Tirar del hilo, deshacer el ovillo, seguir la hebra y llegar hasta allí.

Regresar a la infancia es uno de los caminos, el más  gratificante creo, de la inmersión en la poesía infantil, pero también el más dificultoso. Sin entrar en valoraciones sobre qué es y por qué se define como “poesía infantil”; debate que tal vez sería estupendo comenzar en algún momento, ya que, hasta el s. XIX, no existió un género definidamente “infantil”; la etiqueta, como todas, se queda prendida por los pelos de un apelativo muy inestable.  Yo disfruto de la poesía infantil, tanto como de la otra, la de mayores, y no soy una niña.

Tampoco es difícil caer en algunos tópicos muy manoseados: la mirada del niño, la inocencia de la infancia… ¿la cursilería? Los niños no son cursis, cursis somos los adultos. Los niños, y también las niñas, sí, son, más bien salvajes, salvajes desde la perspectiva  más  exuberante del término, salvajes como una selva inexplorada.

Los bebés aceptan los diminutivos, los disfrutan y los hacen suyos, pero no como medio comunicativo, sino porque se identifican con ellos, con los diminutivos y con los animales. Son todavía mamíferos puros, mamíferos y diminutos, casi no saben hablar ni caminar. Por eso, a través de ellos (de los animales y de los diminutivos), les es más fáicl comprender el mundo. Los bebés son pequeños, les gustan las cosas pequeñas, las sienten sus iguales. Esto viene al caso por la cantidad de versos para niños, de cualquier edad, que pueden leerse, cuyo único recurso es el empleo a discreción de los diminutivos.
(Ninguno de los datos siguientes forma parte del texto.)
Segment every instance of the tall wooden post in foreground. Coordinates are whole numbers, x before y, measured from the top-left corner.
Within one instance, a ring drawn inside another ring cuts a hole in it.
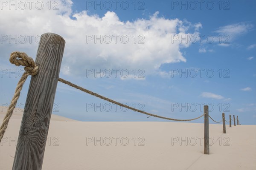
[[[65,40],[53,33],[42,35],[14,157],[14,170],[42,169]]]
[[[210,153],[209,148],[209,107],[206,105],[204,106],[204,154],[209,155]]]
[[[223,123],[223,133],[226,133],[226,122],[225,120],[225,113],[222,113],[222,122]]]

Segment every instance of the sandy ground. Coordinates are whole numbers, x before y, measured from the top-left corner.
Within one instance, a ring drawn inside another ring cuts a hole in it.
[[[1,112],[1,123],[5,112]],[[0,146],[0,169],[11,169],[22,117],[16,112]],[[255,170],[256,126],[203,124],[82,122],[52,115],[44,170]]]

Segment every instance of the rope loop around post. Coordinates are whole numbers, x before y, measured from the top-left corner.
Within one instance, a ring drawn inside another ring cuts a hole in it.
[[[17,59],[17,58],[20,59]],[[24,69],[32,76],[35,76],[38,72],[38,67],[35,65],[33,59],[24,52],[15,51],[12,53],[10,62],[18,66],[25,66]]]
[[[17,58],[20,58],[20,59],[17,59]],[[12,53],[10,57],[10,62],[17,66],[20,65],[25,66],[24,69],[26,71],[23,74],[18,82],[15,90],[14,95],[7,109],[6,114],[4,116],[3,123],[0,127],[0,142],[2,140],[5,131],[7,128],[9,120],[12,115],[13,110],[20,97],[20,91],[22,89],[24,83],[28,76],[29,75],[35,76],[38,72],[38,67],[36,65],[33,59],[28,56],[25,53],[18,51]]]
Regresar a la infancia no es tarea fácil, más que nada si se pretende hacer de manera seria, de manera honesta, regresar sin perder de vista que no somos niños, pero no sólo eso, regresar sin pasar por encima de ellos. El trabajo meticuloso de escribir versos dirigidos a un público infantil debe tomarse como lo que es: si llega donde debe llegar es una responsabilidad enorme.

¿Qué objetivo tiene, pues, escribir poesía infantil? Cada cual deberá buscar el suyo. Para mí, acercar un poema, escuchar recitar, leer, crear poesía, con y para los ñiños, tiene un valor que no puede acreditarse de manera tangible. Los niños reaccionan a la poesía de un modo fascinante, siempre. Desde la cara de sorpresa, las risas, o que un niño descubra en la poesía un vía de escape para romper las normas; el corsé academicista; hasta sentir, y saber, que escribir  o leer “ese” poema, ha sido un acontecimiento importante para un niño o niña, todo ello es más que suficiente. Porque la poesía salva, no sabemos muy bien de qué ni cómo, pero salva.